API Endpoints
GET
/health
Check the health status of the BrowserElf service. Returns service status, uptime information, and current timestamp.
Response Example
{
"status": "ok",
"message": "BrowserElf is alive 🧝♂️",
"timestamp": "2024-01-15T10:30:00.000Z"
}
GET
/scrape
Easy browser testing endpoint. Pass URL as query parameter for quick testing.
Browser URL Example
https://your-domain.com/scrape?url=https://example.com&stealth=true&format=json
POST
/scrape
The main scraping endpoint. Extract content, take screenshots, and get structured data from any website.
Request Parameters
| Parameter | Type | Required | Description |
|---|---|---|---|
| url | string | Required | The URL to scrape (must include protocol) |
| screenshot | boolean | Optional | Whether to take a screenshot (default: false) |
| screenshotOptions | object | Optional | Puppeteer screenshot configuration |
| format | string | Optional | Response format: "html", "json", or "raw" |
| selector | string | Optional | CSS selector for specific content extraction |
| headers | object | Optional | Custom HTTP headers to send with request |
| extract | array | Optional | Content types to extract: ["text", "links", "images", "metadata"] |
| stealth | boolean | Optional | Enable stealth mode for bypassing security (default: true) |
| forceProxy | boolean | Optional | Force proxy usage (bypasses smart proxy logic, default: false) |
Request Example
curl -X POST http://127.0.0.1:3000/scrape \
-H "Content-Type: application/json" \
-d '{
"url": "https://example.com",
"screenshot": true,
"extract": ["text", "links", "metadata"],
"selector": "h1",
"headers": {"User-Agent": "CustomBot/1.0"},
"format": "json",
"stealth": true
}'
{
"url": "https://example.com",
"status": 200,
"timestamp": "2024-01-15T10:30:00.000Z",
"loadTimeMs": 1250,
"size": 45230,
"html": "<!DOCTYPE html>...",
"text": "Example Domain...",
"links": ["https://www.iana.org/"],
"images": ["https://example.com/image.jpg"],
"metadata": {
"title": "Example Domain",
"description": "This domain is for use in examples",
"canonical": "https://example.com/",
"headers": ["Example Domain"],
"favicon": "/favicon.ico"
},
"screenshot": "iVBORw0KGgoAAAANSUhEUgAA..."
}
GET
/logs
Retrieve the last 20 scraping requests with detailed information including status, timing, and any errors.
Response Example
{
"logs": [
{
"url": "https://example.com",
"timestamp": "2024-01-15T10:30:00.000Z",
"options": { "screenshot": true },
"status": "success",
"loadTime": 1250,
"error": null
}
],
"total": 42,
"timestamp": "2024-01-15T10:30:00.000Z"
}
Features & Capabilities
Screenshot Capture
Take full-page or viewport screenshots with customizable Puppeteer options including viewport size, format, and quality settings.
Smart Content Extraction
Extract text, links, images, and metadata.
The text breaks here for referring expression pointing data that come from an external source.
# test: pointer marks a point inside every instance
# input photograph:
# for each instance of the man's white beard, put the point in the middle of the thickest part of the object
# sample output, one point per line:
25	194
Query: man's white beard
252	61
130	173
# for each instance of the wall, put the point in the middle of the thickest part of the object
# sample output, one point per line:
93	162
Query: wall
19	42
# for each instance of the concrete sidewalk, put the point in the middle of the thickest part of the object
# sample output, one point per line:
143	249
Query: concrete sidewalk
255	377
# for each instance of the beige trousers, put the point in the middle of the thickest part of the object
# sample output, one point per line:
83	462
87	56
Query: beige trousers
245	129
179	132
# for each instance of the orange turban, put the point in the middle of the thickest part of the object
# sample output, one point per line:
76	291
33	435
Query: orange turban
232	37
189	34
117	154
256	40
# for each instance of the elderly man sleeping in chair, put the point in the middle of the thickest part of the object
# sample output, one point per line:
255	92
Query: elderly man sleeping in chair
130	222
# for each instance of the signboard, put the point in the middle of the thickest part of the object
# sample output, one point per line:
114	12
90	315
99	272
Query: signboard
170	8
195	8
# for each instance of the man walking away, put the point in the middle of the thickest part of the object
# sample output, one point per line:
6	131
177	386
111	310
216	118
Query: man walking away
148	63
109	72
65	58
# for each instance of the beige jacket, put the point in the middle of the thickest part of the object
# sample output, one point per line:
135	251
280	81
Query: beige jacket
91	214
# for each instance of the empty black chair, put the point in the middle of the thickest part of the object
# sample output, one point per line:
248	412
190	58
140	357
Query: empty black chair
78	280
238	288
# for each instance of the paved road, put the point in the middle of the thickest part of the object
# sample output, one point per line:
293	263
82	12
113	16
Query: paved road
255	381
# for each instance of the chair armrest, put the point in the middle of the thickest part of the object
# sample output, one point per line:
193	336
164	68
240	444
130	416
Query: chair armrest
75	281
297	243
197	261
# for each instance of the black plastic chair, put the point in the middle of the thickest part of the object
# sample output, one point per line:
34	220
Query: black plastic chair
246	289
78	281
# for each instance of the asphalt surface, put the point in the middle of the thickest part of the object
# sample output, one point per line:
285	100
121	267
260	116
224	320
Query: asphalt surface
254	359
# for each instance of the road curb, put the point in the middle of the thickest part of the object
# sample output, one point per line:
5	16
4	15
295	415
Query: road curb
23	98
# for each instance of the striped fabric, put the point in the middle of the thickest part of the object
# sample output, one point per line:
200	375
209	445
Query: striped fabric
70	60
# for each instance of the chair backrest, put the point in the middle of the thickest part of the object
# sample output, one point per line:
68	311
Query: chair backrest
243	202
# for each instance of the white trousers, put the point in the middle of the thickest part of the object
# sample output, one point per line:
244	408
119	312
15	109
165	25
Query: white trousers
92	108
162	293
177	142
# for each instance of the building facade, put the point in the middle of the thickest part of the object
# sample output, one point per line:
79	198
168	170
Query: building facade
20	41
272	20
Use CSS selectors for precise content targeting with Cheerio parsing.
Metadata Parsing
Automatically extract page title, description, canonical URLs, favicons, and heading structure (H1-H3).
High Performance
Optimized for speed with timeout handling, connection pooling, and efficient memory management for large-scale scraping.
Detailed Logging
Comprehensive request logging with performance metrics, error tracking, and request history (last 100 requests).
Flexible Output
Multiple response formats: JSON for structured data, HTML for raw content, or raw format with headers.
Robust Error Handling
Comprehensive error handling for timeouts, invalid URLs, network issues, and screenshot failures with detailed error messages.
Custom Headers
Send custom HTTP headers including User-Agent strings, authentication tokens, and other request modifications.
Stealth Mode
Advanced stealth features to bypass Cloudflare and other security measures with human-like behavior patterns.